Wiring and trailer connection plugs are frequently badly positioned and can be damaged as the tail end scrapes the ground. Replace and relocate plugs and wiring that show damage.  When you get out from underneath, flick the bonnet catch and peer inside the engine bay. Look for signs of worn wires, pipes and hoses. Also check the condition of all rotating parts – particularly drive belts. When in doubt, chuck them out.

spring check Radiators can work loose on their mounts, so check for security and any signs of contact with other components – particularly the fan blades.

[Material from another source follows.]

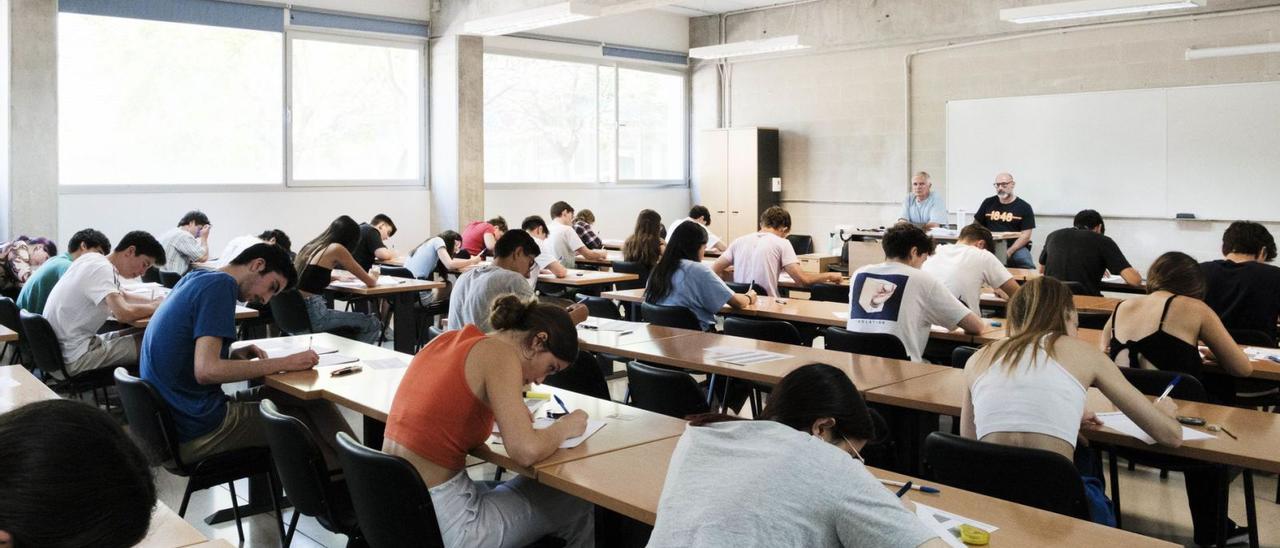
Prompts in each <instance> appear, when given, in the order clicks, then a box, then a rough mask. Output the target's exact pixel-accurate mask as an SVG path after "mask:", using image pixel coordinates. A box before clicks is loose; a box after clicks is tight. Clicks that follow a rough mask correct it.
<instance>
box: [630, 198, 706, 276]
mask: <svg viewBox="0 0 1280 548" xmlns="http://www.w3.org/2000/svg"><path fill="white" fill-rule="evenodd" d="M660 230H662V215H658V211H654V210H652V209H646V210H641V211H640V214H639V215H636V229H635V232H632V233H631V236H628V237H627V239H626V241H623V242H622V260H623V261H628V262H639V264H640V265H641V266H644V268H645V269H650V270H652V269H653V266H654V265H657V264H658V257H659V256H662V236H659V232H660ZM703 232H704V233H705V232H707V230H705V229H704V230H703Z"/></svg>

Engine mounts take a hiding on rough roads, so look for damage or signs of engine movement.

Rear doors with spare wheels mounted on them are particularly prone to hinge and striker plate wear. Some are adjustable, so make sure the door is securely located and that the rubber dust seals aren’t worn.

Finish off your pre-trip check with a look at your windscreen wiper blades. They’ll need to be in good condition for a bush trip.

Once you’re satisfied your vehicle has passed its check, take a look at your tools and recovery equipment.

Everything has a use-by date and there should be no place in your support gear for kinked winch cables, frayed snatch straps, screwdrivers with twisted blades, shackles with bent pins, gouged spanners and rattly pliers.